A Lagrangian Density is used in field theories. It is easiest to see the difference when you look at the integral for the action. Given a Lagrangian, $L$, the action integral is: $$S=\int L dt.$$ Given a Lagrangian Density, $\mathcal{L}$, the action integral is: $$S=\int\int\mathcal{L}d^3xdt.$$ Notice the extra integral over spatial coordinates. Essentially, the Lagrangian is the integral of the Lagrangian density over all of space. And in this way there is a perfect analogy between Mass and Density and the Lagrangian and Lagrangian density. The Lagrangian density measures the "distribution of the Lagrangian over space".

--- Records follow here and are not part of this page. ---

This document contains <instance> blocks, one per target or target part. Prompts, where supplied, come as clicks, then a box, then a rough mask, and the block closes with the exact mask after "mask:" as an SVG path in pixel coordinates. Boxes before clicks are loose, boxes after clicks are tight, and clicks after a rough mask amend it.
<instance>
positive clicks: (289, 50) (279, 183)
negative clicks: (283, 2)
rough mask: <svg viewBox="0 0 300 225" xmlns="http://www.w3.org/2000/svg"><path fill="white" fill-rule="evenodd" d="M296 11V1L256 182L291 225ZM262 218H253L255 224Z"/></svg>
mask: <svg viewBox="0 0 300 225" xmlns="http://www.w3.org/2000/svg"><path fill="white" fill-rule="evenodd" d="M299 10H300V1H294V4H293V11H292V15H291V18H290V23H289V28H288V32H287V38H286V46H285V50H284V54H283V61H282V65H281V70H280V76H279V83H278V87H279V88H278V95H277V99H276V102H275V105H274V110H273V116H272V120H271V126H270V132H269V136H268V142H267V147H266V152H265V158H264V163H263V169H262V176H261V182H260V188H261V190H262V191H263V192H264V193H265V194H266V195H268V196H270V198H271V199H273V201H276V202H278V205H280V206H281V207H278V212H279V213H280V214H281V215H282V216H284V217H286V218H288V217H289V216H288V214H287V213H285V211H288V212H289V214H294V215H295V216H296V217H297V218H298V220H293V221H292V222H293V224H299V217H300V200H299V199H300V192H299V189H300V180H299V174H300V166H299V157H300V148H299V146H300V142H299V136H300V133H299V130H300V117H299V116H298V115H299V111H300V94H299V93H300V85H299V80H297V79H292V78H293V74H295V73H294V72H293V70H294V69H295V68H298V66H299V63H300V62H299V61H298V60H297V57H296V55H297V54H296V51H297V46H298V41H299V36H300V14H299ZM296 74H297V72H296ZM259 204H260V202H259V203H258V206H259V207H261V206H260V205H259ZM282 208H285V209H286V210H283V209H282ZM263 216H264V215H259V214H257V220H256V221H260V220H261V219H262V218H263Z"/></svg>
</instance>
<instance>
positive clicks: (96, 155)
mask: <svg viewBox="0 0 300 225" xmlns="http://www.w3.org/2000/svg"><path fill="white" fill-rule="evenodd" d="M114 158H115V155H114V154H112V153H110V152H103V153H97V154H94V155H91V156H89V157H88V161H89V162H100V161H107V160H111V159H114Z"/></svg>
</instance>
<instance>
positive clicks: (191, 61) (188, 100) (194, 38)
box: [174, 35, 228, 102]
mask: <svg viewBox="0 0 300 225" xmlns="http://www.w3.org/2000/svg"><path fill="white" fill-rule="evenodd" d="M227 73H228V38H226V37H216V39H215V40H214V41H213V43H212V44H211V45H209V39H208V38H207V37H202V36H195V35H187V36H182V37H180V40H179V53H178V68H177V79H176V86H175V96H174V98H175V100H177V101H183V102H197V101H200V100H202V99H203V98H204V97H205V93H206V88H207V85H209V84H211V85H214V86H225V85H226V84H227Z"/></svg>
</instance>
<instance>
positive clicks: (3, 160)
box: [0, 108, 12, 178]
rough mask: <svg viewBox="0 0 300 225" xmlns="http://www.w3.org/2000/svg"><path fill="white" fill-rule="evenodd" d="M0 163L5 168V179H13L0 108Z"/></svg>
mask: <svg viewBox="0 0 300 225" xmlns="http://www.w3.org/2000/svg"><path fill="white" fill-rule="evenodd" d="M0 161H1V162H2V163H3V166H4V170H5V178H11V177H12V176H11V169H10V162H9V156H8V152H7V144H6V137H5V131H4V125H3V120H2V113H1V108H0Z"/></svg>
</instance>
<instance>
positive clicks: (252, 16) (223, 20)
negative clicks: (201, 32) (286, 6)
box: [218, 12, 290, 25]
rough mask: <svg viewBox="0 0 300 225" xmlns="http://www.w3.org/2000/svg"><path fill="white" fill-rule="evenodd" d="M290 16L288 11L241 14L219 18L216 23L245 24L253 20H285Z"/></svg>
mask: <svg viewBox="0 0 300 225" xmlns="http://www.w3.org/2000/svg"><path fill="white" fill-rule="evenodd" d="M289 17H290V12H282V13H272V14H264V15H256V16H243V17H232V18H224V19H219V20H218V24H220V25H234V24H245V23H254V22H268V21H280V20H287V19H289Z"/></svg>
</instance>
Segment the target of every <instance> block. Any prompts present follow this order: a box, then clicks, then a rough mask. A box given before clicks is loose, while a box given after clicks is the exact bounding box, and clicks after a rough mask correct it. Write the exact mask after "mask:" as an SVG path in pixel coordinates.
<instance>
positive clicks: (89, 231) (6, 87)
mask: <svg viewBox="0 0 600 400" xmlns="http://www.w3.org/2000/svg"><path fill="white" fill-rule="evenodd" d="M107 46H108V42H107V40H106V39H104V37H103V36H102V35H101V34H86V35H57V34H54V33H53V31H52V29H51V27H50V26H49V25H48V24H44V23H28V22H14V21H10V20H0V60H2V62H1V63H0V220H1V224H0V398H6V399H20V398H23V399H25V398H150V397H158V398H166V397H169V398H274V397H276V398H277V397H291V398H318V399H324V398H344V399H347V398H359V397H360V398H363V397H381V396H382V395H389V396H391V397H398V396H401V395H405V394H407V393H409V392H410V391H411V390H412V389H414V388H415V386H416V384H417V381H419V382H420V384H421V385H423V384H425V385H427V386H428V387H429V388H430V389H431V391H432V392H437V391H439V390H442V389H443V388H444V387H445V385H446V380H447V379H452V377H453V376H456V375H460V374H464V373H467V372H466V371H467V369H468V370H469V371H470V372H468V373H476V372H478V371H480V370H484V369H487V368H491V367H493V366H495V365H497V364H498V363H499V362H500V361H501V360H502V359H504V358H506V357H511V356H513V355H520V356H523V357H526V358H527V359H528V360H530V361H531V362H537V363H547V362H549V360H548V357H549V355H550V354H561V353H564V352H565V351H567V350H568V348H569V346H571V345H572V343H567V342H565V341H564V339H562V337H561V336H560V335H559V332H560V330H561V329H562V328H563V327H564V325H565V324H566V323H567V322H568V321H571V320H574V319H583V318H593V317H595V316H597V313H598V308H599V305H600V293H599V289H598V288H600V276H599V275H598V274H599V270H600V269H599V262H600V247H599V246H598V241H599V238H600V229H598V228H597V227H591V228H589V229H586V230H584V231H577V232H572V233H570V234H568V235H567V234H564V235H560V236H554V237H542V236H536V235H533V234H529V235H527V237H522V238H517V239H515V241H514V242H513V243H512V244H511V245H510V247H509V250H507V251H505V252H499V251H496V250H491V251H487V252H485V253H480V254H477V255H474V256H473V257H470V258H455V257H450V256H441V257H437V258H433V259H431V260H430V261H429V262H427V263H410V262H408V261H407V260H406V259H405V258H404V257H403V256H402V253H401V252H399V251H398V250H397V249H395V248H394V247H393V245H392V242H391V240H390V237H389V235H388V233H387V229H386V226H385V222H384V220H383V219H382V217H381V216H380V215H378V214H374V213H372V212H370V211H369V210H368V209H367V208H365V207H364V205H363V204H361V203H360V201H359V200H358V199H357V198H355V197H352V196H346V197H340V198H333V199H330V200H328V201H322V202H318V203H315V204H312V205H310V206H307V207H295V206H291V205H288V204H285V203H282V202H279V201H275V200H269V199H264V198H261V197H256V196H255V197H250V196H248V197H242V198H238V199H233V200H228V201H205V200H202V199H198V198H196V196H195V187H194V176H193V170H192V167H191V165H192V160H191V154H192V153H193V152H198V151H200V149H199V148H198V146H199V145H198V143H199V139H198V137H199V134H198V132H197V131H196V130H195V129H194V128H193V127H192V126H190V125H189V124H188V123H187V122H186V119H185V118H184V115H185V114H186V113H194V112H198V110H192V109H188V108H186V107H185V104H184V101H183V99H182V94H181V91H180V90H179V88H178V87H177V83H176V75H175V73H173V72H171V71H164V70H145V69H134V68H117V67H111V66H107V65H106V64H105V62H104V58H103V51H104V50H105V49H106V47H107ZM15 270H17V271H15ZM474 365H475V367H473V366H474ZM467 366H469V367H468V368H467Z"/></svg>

For General Relativity, there is no obvious way (lacking some symmetry) in which one should split space-time up into space and time, and so it becomes natural to use the Lagrangian density and integrate over all of spacetime rather than trying to figure out how one should split that integral into $d^3x$ and $dt$. In addition, in General Relativity, we no longer are working with flat spacetimes and linear (Cartesian) coordinates. Because of this, the volume element of space-time will no longer be the simple $d^4x$.Therefore, the Einstein-Hilbert action within some neighborhood $O$ in the manifold which we optimize to get the Einstein Field equations is (in units where $G=c=1$): $$S=\frac{1}{16\pi}\int_{O} R\epsilon$$ Where $\epsilon$ is the natural volume element on the manifold. Given a metric with determinant $g$, and a set of coordinates $x^1,...,x^4$ corresponding to a mapping $\psi:M\rightarrow\mathbb{R}^4$ the natural volume element $\epsilon$ can be expressed as $\epsilon=\sqrt{-g}dx^1\wedge ...\wedge dx^4$ and so the integral can be expressed as: $$S=\frac{1}{16\pi}\int_{\psi[O]} R\sqrt{-g}d^4x.$$
I've restricted attention here to one neighborhood, $O$. In order to generalize the integral over the entire manifold $M$ one would have to introduce partitions of unity which I didn't want to go over here - but that's basically just a detail to ensure one doesn't double count the integral in overlapping regions of the charts.
As you can see, for the Einstein Hilbert action, the Lagrangian density is $R$ (or $R/16\pi$ if you want to include the proportionality constant). The factor of $\sqrt{-g}$ arises as part of the volume element when we choose a coordinate system over which to integrate. It arises because we are not integrating over a flat manifold using Cartesian coordinates.